Job growth in state eclipsing go-go ’90s; jobless rate falls
Seattle Times business reporter
Washington state’s jobless rate continued to fall in July, dropping to 5.6 percent — its lowest since August 2008.
In all, 7,300 jobs were created in July, the state Employment Security Department reported Wednesday.
June’s job growth, which was already the highest monthly increase this year, was revised from 9,100 jobs created to 13,600. The unemployment rate for June held steady at the previously reported 5.8 percent.
June’s revision and July’s gain brought Washington’s average monthly job increase so far this year to 7,400, state labor economist Paul Turek said.
“This surpasses what we were adding on a monthly basis in 2005,” he said. “We would have to go back into the 1990s to find a period where we were adding more jobs.”
Locally, joblessness in the Seattle area, which includes Bellevue and Everett, also dropped to 4.7 percent last month, even as the national unemployment rate saw a slight increase to 6.2 percent.
A key question during the economic recovery has been how jobs being created compare to the jobs lost during the Great Recession.
As more jobs are being added across the country, lowering the unemployment rate, a new report prepared for the U.S. Conference of Mayors says the new jobs on average pay much less than those lost during the recession.
Nationally, the average yearly wage of jobs added through the first half of this year was $47,171, and they were mostly in lower-wage categories such as administration and support services, retail, food and health care and social assistance, the report said.
By comparison, the higher-wage jobs lost in 2008-2009 averaged $61,637 and were in manufacturing, construction and the wholesale trades.
However, Washington does not follow that trend. The state had positive wage growth through the recession, and last year the average wage topped $52,000, a 2 percent increase from 2012, said Jeff Robinson, a manager for labor market analysis with the state Employment Security Department.
In Washington, the job sector hit the hardest during the recession was construction, losing 48,500 jobs, Robinson said. It is also the sector struggling the most in the recovery, beginning June 2009.
But with companies like Microsoft, Amazon and Boeing around Seattle, the new jobs, replacing those lost, are not strictly low-wage jobs in hospitality and administrative support.
The retail sector, which includes Amazon, has grown almost 12 percent since the start of the recovery.
Professional and business services has seen about 14 percent growth through the economic recovery as well.
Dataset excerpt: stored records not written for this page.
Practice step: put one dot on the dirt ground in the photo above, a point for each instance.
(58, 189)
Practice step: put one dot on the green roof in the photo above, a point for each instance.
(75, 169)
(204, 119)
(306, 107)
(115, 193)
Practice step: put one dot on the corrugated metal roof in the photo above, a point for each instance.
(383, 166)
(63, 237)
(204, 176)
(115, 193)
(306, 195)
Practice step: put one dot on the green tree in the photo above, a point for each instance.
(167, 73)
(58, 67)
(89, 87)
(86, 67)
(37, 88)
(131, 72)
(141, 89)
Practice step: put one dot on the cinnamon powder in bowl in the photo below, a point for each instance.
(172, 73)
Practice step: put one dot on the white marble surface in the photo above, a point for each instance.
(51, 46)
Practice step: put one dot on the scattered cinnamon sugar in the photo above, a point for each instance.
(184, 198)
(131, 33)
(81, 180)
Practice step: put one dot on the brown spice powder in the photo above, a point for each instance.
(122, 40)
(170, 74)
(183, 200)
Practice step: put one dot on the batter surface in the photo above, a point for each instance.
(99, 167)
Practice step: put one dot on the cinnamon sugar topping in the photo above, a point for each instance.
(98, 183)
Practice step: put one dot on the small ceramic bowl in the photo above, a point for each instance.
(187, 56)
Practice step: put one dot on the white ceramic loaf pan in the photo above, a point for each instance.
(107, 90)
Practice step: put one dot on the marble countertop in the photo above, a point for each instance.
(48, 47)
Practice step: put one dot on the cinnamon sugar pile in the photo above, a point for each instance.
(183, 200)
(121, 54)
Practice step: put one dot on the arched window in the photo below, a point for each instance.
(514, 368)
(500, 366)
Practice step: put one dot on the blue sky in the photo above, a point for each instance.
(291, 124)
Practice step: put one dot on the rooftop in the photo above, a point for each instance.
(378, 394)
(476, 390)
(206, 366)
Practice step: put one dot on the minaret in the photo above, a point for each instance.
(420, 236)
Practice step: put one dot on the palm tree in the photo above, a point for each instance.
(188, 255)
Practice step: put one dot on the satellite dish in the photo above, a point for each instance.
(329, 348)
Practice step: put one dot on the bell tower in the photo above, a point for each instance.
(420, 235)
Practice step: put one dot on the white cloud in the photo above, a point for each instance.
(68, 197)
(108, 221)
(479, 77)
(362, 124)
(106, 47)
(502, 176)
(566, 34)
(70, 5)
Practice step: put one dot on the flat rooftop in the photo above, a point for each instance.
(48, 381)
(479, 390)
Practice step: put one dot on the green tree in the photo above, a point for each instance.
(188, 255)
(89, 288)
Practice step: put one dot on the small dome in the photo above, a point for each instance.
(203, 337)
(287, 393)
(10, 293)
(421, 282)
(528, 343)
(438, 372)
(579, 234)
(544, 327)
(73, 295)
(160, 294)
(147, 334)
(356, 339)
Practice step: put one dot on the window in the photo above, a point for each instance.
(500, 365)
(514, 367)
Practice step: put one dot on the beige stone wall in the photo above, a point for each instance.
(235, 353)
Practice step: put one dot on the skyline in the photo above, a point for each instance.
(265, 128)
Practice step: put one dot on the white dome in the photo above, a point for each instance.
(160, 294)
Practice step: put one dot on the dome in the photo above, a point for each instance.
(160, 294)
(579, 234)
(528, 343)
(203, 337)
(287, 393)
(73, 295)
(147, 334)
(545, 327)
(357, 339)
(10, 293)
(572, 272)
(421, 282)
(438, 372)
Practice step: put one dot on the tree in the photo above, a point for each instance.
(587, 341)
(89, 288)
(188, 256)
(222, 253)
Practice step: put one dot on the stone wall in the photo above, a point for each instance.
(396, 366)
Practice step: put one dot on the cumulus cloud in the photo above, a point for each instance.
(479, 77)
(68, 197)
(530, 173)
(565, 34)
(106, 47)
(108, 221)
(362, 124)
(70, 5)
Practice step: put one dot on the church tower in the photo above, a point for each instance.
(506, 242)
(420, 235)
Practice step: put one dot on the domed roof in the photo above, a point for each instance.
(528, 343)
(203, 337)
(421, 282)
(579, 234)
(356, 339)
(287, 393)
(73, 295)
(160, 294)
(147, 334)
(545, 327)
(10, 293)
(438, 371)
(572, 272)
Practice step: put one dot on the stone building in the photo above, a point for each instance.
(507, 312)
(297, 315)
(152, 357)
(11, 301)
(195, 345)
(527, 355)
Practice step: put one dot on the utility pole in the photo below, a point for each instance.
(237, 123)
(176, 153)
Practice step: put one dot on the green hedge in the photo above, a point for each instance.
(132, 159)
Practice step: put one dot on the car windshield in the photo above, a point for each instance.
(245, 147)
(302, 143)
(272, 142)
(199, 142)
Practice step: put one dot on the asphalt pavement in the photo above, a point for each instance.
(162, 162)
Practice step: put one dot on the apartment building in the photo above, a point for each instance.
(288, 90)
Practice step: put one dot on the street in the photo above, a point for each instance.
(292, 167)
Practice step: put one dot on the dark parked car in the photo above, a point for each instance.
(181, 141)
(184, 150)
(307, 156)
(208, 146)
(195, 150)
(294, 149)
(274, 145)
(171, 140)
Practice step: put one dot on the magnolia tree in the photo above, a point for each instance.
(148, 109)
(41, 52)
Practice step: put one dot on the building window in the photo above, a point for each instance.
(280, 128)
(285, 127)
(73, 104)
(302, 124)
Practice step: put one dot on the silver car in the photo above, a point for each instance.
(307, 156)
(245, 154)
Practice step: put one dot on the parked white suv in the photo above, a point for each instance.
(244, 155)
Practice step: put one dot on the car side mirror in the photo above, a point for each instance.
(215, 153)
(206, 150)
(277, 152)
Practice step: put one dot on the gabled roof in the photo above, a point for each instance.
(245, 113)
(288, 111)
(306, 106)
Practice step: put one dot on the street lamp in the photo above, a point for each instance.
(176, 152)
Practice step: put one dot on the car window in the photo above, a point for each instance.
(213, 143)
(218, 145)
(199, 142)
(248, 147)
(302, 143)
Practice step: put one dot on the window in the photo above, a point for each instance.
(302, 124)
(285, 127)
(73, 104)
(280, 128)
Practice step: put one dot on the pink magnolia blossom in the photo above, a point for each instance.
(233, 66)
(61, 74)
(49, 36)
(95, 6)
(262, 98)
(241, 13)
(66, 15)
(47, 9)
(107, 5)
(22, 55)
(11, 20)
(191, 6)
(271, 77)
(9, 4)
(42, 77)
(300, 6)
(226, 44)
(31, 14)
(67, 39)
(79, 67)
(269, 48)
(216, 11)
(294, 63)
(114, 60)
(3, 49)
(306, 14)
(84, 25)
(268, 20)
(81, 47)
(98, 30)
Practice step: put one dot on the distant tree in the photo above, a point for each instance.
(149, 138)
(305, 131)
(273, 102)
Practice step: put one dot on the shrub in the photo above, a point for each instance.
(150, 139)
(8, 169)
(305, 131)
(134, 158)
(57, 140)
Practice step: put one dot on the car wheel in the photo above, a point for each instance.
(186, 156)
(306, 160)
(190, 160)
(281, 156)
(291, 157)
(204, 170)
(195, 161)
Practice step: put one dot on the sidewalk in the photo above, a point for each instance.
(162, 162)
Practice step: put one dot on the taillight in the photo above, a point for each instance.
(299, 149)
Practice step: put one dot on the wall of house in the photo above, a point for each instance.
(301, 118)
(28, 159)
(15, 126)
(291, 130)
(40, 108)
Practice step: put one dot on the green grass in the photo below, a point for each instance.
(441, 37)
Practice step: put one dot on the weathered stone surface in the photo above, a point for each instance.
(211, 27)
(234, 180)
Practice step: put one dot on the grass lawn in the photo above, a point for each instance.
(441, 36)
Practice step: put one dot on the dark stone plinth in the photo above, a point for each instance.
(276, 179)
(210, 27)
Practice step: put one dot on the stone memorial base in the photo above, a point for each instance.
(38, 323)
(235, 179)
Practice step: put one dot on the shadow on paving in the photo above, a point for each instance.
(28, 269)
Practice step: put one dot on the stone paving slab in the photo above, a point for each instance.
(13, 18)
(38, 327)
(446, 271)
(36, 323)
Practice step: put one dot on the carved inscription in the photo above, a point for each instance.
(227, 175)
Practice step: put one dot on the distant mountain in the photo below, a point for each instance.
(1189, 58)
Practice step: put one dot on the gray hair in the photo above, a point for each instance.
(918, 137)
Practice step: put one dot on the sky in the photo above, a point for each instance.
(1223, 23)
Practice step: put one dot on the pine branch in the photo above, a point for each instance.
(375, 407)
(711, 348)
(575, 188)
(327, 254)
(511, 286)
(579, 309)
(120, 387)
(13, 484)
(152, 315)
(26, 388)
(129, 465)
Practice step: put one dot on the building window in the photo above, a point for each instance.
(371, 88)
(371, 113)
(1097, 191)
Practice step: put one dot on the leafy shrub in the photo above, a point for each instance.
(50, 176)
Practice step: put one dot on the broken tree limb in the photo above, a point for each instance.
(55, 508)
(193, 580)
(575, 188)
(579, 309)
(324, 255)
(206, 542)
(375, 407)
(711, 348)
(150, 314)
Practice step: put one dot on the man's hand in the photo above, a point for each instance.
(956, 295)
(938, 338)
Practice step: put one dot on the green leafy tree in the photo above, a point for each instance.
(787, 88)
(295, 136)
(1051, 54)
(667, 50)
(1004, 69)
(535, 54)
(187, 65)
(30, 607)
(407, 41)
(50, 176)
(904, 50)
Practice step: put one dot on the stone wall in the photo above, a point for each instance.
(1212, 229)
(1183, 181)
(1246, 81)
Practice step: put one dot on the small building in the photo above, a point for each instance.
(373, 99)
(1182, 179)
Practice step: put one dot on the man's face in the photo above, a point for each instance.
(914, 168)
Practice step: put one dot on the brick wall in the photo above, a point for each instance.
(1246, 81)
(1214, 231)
Included in that sector is “computer systems and design services,” which encompasses a lot of Seattle’s tech companies and grew 39 percent right through the recession, Robinson said.
“We are seeing a lot more growth in jobs across the wage spectrum,” Turek said. “We saw the low wage job growth, but we are also seeing the high wage. What was missing was the middle wage industries — and over the last year, we’ve seen middle wage start to occur more.”
In July, the largest job increases statewide were seen in the professional and business services sector, with 4,500 new jobs, followed by leisure and hospitality with 4,000, construction with 2,300 and both retail and education and health services up 1,100.
“As employment has grown and people have more money to spend, people are traveling and eating away from home,” Turek said, explaining the large jump in jobs in the leisure and hospitality sector.
On the downside, government shrank by 2,100 positions since June. The transportation, warehousing and utilities industry also lost 1,700.
The state’s labor force, which includes unemployed job seekers, decreased again in July, this month by 4,200.
While a growing labor force is an indicator of a strong post-recession economy, but Turek said it is more important to look at the data yearly, than monthly.
“On a monthly basis there is going to be some volatility,” he said.
Nearly 93,000 jobs were added in the state over the one-year period ending in July, according to the state’s monthly report. Year over year, Washington saw growth in every industry except manufacturing, which experienced a loss of 300 jobs.
Just under 196,000 people were looking for work in the Washington in July, including more than 64,000 who claimed unemployment benefits.